Other remedial work has included the rebuilding of the Key Hill Cemetery wall by Wates Construction Co. and in 2009 the repair of the gates and piers on Icknield Street at the main entrance and clearing the pathways.

This latest work is only for the restoration of the cemeteries – not the graves, and funded through a partnership between Birmingham City Council, The National Lottery Heritage Fund and the Jewellery Quarter Development Trust, and existing voluntary organisations, will see the cemeteries, which date back to the nineteenth century, have extensive restoration work undertaken to the catacombs, major boundaries and surrounding footpaths.

How the plans for this restoration work were first announced in The Hockley Flyer 2015.

Built in 1836 and 1848 respectively, the cemeteries, dubbed ‘the Westminster Abbey of the Midlands’, were originally created as part of the industrialisation and growth of the city. Now, the cemeteries are a key part of the history and heritage of the Jewellery Quarter and are a must-see for any visit to the city. Some of its famous residents include Joseph Chamberlain, (former Mayor of Birmingham), Thomas Henry Gem, (the inventor of modern lawn tennis), Alfred Bird (Birds Custard), and ‘Blue Brick Walker’ (who first brick-set the pavements of Birmingham using blue bricks).

The works will see restoration take part in two phases. The first which has recently started, will be due for completion in December and the second phase of the work which will focus on the landscaping, will be completed in summer 2020.

Cllr Sharon Thompson, Cabinet Member for Homes and Neighbourhoods at Birmingham City Council said, “The Key Hill Cemetery and Warstone Lane Cemetery are a fascinating part of Birmingham’s history and I’m absolutely delighted that by working with the local community and all of our partners so that together, we’ll be able to preserve these magnificent landmarks.”

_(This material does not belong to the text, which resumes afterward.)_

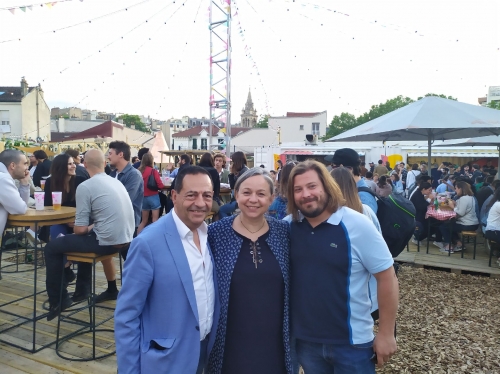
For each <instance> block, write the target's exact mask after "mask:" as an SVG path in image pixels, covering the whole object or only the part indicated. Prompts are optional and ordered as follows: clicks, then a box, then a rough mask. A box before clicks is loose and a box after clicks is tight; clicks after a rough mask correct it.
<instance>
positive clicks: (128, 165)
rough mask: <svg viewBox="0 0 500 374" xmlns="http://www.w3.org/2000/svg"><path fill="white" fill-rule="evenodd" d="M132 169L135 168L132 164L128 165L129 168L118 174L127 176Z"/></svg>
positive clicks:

Anne Jenkins, Director, England: Midlands & East, The National Lottery Heritage Fund, said: “The Key Hill Cemetery and Warstone Lane Cemetery are incredibly significant landmarks in the historic, religious, social and political landscape of Birmingham, and we are delighted that work has begun on their restoration and conservation of these sites.”

Luke Crane, Executive Director for the Jewellery Quarter Development Trust adds “We’re so excited to see the restoration begin. Both Key Hill and Warstone Lane cemeteries play huge parts within the Jewellery Quarter’s history. We hope that the restoration works, and associated activity programme will encourage the public to visit and spend time at the cemeteries, learning more about the Quarter’s unique heritage.”